Scenario 1 would provide sufficient evidence that Treatment B is better, with $p \approx 0.02 \lt 0.05$.

Scenario 2 would **not** provide sufficient evidence that either treatment is better, with $p \approx 0.38 \ge 0.05$.


## 2. Wilcoxon Signed Rank Test

This test focuses on medians rather than means. This is especially useful for non-normal data or data with outliers or skewed distributions (where mean and standard deviation are heavily influenced by outliers or skewness).

### Two variations of the test:

#### a. Compare median of sample to specific value
Application is analogous to 1-sample t-test, but focusing on median instead of mean.



In [None]:
#Example with single sample: petal length of iris sample

M = median(iris$Petal.Length)
boxplot(Petal.Length~Species,data=iris)
abline(h=M,col="red")



In [None]:
#Test each species separately

Petal.setosa <- iris$Petal.Length[iris$Species=="setosa"]
Petal.versicolor <- iris$Petal.Length[iris$Species=="versicolor"]
Petal.virginica <- iris$Petal.Length[iris$Species=="virginica"]

wilcox.test(Petal.setosa, mu=M)
wilcox.test(Petal.versicolor, mu=M)
wilcox.test(Petal.virginica, mu=M)


#### b.
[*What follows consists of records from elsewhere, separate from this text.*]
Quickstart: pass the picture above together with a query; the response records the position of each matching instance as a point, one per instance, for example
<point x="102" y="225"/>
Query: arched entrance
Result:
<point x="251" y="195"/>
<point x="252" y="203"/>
Compare median of 2 _paired_ samples to each other
Application is analogous to matched pairs t-test, but focusing on median instead of mean.

The scenario below compares reaction times for participants' left and right hands in a computer-based task.

Null hypothesis: Median difference in reaction time is zero
Alternative: Median difference in reaction time is NOT zero

In [None]:
left <- c(50, 47, 62, 81, 77, 49, 56, 78)
right <- c(45, 48, 64, 82, 74, 42, 52, 72)

boxplot (left-right,horizontal=TRUE,main="Reaction Time Difference (Left-Right)")


In [None]:
#Non-Parametric Test for Median Difference

wilcox.test(left,right, paired = TRUE, exact=FALSE)

## 3. Mann-Whitney Test

This test is analogous to a 2-Sample t-test for independent samples, but focusing on median instead of mean. It is a variant of the Wilcoxon Rank Test.

We demonstrate below using a test to compare median horsepower and mpg between manual and automatic transmission cars.

Notice how the test compares to the t-test in each case.


In [None]:
head(mtcars,3)

#### Tests for Horsepower: Median and Mean

In [None]:
hist(mtcars$hp)

In [None]:
boxplot(hp~am,data=mtcars)

In [None]:
# Median test (non-parametric)
wilcox.test(hp~am,data=mtcars,exact=FALSE)

In [None]:
# Mean test (parametric)
t.test(hp~am,data=mtcars,exact=FALSE)

##### Observations
Notice that the t-test was not significant for the comparison, but the Mann Whitney test was. This is related to the strongly skewed distribution and presence of outliers for the horsepower variable.


#### Tests for MPG: Median and Mean

In [None]:
hist(mtcars$mpg)

In [None]:
boxplot(mpg~am,data=mtcars)

In [None]:
wilcox.test(mpg~am,data=mtcars,exact=FALSE)

In [None]:
t.test(mpg~am,data=mtcars,exact=FALSE)

##### Observations
Notice that for MPG, the distribution was closer to symmetric with no outliers. In this case, the t-test and Mann Whitney test were both able to detect a significant difference.